Let us consider point in option-B
$\left( 4,1,-2 \right)$. Substituting in the equation of the plane, we get
$\begin{aligned} & 3\times 4+5\times 1+-2=15 \\\ & 15=15 \\\ \end{aligned}$
This is true. So, option-B lies on the plane.
Let us consider point in option-C
$\left( 2,3,5 \right)$. Substituting in the equation of the plane, we get
$\begin{aligned} & 3\times 2+5\times 3+5=15 \\\ & 26=15 \\\ \end{aligned}$
This is not true. So, option-C doesn’t lie on the plane.
Let us consider point in option-D
$\left( 2,1,3 \right)$. Substituting in the equation of the plane, we get
$\begin{aligned} & 3\times 2+5\times 1+3=15 \\\ & 14=15 \\\ \end{aligned}$
This is not true. So, option-D doesn’t lie on the plane.
$\therefore$The point in option-B lies on the required plane $3x+5y+z=15$.
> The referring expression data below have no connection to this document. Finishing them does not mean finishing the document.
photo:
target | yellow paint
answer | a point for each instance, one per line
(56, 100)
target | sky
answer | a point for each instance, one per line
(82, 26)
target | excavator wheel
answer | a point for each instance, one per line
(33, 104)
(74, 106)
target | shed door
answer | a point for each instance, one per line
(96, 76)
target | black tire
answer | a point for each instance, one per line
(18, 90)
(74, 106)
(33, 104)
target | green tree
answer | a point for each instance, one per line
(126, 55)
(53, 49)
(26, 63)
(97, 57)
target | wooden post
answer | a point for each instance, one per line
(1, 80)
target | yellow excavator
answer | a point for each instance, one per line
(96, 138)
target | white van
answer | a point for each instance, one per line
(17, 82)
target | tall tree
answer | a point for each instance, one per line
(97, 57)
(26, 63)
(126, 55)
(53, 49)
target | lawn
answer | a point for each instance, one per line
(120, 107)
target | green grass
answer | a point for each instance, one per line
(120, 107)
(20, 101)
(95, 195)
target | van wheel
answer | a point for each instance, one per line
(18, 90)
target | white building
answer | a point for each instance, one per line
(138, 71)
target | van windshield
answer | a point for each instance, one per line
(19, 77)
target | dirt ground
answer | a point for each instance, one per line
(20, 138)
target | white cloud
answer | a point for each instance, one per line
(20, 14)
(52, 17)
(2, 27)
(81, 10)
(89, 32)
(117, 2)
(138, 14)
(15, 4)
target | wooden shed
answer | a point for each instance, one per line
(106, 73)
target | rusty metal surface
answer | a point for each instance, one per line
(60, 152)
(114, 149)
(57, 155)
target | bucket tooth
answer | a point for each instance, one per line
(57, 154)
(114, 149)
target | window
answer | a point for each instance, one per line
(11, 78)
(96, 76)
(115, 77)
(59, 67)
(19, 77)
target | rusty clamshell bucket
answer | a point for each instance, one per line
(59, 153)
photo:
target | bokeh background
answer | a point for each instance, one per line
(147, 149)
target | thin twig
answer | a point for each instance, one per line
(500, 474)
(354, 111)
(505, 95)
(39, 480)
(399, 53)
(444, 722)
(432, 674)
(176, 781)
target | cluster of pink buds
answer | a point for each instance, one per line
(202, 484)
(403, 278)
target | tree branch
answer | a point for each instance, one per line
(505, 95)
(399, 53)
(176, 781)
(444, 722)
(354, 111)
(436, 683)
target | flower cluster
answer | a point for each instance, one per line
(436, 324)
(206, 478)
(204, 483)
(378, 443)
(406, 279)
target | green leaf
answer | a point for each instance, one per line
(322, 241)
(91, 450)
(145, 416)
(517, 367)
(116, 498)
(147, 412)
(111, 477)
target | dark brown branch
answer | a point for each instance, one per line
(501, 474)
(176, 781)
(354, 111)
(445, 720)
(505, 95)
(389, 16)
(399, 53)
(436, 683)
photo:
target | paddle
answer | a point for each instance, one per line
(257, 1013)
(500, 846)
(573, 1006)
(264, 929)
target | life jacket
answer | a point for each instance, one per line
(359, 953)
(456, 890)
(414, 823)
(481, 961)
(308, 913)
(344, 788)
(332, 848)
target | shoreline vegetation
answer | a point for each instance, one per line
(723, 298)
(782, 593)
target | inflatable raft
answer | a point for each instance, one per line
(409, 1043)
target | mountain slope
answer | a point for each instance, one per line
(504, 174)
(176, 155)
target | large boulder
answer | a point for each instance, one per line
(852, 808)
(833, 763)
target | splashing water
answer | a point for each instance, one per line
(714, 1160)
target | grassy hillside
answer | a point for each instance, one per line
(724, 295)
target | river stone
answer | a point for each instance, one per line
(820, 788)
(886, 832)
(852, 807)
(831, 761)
So, the correct answer is “Option B”.

Note: We can see the diagram below and visualise the answer. The blue surface is the required plane $3x+5y+z=15$. The point C is the midpoint of the line AB and lies on the given plane. This question can have multiple answers but some students tend to stop after the answer of option-B. We have only a single answer in this question but there can be multiple answers and students should be careful while choosing the answer.